To odpowiedź na jej mail z prośbą o pomoc. Kaczyński deklaruje, że może udzielić pomocy w ramach swoich poselskich uprawnień: „Jeśli będzie Pani oczekiwała ode mnie wsparcia, którego mógłbym udzielić, działając w ramach uprawnień przysługujących parlamentarzystom, proszę o informację o zajętym stanowisku i sprecyzowanie problemu”.

List nie świadczy ani o znajomości Kaczyńskiego z Emilią, ani nawet o tym, że wiedział, że do niego pisała. To typowy list-gotowiec, jaki rozmaite urzędy, w tym biura poselskie, wysyłają w odpowiedzi na skargi ludzi. Dopisuje się w nich fakty dotyczące danej osoby. List jest podpisany przez Kaczyńskiego, ale to nie znaczy, że go czytał. Ani nawet że go podpisał. Możliwe, że pracownicy biura poselskiego dysponują stemplem podpisu.

Ale list świadczy też o tym, że Kaczyński wcale nie panuje nad wszystkim, co się dzieje.
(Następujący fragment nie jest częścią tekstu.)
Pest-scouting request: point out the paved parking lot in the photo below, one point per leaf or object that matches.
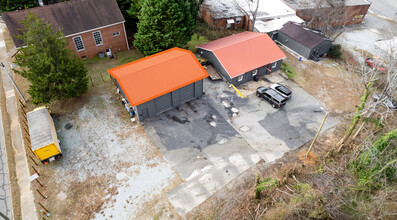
(212, 140)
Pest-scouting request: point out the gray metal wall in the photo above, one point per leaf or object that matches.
(214, 62)
(170, 100)
(323, 47)
(121, 91)
(294, 45)
(261, 72)
(247, 76)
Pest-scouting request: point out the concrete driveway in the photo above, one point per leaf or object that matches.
(212, 140)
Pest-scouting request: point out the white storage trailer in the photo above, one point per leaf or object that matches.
(43, 136)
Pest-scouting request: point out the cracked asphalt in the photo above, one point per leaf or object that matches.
(5, 193)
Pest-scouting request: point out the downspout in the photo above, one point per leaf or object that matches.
(125, 35)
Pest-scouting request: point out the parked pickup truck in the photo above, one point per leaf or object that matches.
(43, 137)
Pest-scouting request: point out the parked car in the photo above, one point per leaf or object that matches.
(282, 90)
(271, 96)
(389, 103)
(374, 64)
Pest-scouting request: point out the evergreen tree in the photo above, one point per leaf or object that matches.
(54, 71)
(12, 5)
(163, 24)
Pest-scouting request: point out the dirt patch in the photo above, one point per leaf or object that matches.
(237, 200)
(323, 81)
(109, 169)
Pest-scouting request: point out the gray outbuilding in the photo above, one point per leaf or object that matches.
(157, 83)
(308, 43)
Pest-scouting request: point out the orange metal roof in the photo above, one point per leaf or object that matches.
(244, 52)
(158, 74)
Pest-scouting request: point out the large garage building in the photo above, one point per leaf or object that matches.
(160, 82)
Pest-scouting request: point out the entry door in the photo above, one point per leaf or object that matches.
(163, 103)
(144, 113)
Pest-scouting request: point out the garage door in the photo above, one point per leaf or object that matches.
(186, 93)
(163, 103)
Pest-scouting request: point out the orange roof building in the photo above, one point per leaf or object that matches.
(156, 83)
(243, 57)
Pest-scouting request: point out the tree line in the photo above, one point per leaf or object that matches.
(56, 73)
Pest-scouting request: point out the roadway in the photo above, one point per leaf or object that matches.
(386, 8)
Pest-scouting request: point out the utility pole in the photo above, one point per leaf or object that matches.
(16, 87)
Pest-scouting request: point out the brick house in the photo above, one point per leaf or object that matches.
(91, 26)
(271, 14)
(347, 12)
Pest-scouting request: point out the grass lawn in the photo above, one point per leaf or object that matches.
(8, 40)
(196, 40)
(97, 66)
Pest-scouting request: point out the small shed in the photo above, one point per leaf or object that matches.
(243, 57)
(306, 42)
(157, 83)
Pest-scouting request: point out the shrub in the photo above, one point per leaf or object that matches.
(335, 51)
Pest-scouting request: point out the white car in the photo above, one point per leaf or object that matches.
(388, 103)
(282, 90)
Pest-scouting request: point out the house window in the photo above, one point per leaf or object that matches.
(229, 23)
(97, 38)
(78, 42)
(115, 34)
Jego pracownicy prawdopodobnie przeoczyli niebezpieczeństwo, mimo że – jak wynika z tekstu „Gazety Wyborczej” – jest groźba jej ujawnienia, bo koordynatorka hejtu czuje się skrzywdzona i może ją ujawnić. Emilia kilkakrotnie pisała do Kaczyńskiego o tym, co dzieje się w Ministerstwie Sprawiedliwości. Być może uznali ją za osobę niezrównoważoną, która wymyśla rozmaite historie, żeby zwrócić na siebie uwagę.

Można by sądzić, że prezes odpisał dla niepoznaki w tonie formalnym, ale podjął realne działania. Ale wiemy, że nie podjął, skoro afera wybuchła.
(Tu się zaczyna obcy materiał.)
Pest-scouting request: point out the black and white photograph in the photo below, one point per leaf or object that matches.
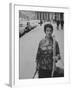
(41, 44)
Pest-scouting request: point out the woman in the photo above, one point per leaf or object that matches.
(44, 58)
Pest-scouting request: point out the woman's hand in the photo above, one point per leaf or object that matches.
(55, 58)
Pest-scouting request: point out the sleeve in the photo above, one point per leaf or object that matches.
(38, 55)
(57, 50)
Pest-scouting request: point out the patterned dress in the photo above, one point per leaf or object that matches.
(44, 57)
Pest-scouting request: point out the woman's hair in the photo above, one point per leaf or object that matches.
(48, 25)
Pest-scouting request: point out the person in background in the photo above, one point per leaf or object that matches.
(27, 29)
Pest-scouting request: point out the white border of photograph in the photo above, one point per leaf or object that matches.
(14, 46)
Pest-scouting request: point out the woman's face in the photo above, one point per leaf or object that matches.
(48, 32)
Można też snuć teorię spiskową: że prezes wiedział, że szykuje się afera, ale nie uprzedził ministra Ziobry i nie ratował sytuacji, bo na reputacji Ziobry mu – oględnie mówiąc – nie zależy. I nie byłby zmartwiony, gdyby poparcie dla niego i jego szczątkowego ugrupowania jeszcze bardziej spadło. Ale ta teoria nie jest prawdopodobna. Oznaczałaby bowiem, że prezes jest tak pewny wyborczego sukcesu PiS, że pozwala na wybuch afery kompromitującej metody partii tuż przed wyborami.

Czy prezes o sprawie wiedział, czy nie – nie ma to zasadniczego znaczenia. Afera hejterska w resorcie sprawiedliwości pokazuje mechanizmy sprawowania władzy przez ludzi PiS. A stosują je, bo jest dla nich przyzwolenie, żeby nie powiedzieć: zachęta partii. „Za czynienie dobra nie wsadzamy” – mówił do Emilii były wiceminister Piebiak. Wsadzić – nie wsadzili. Ale, jak widać, w potrzebie opuszczają, ratując własny tyłek.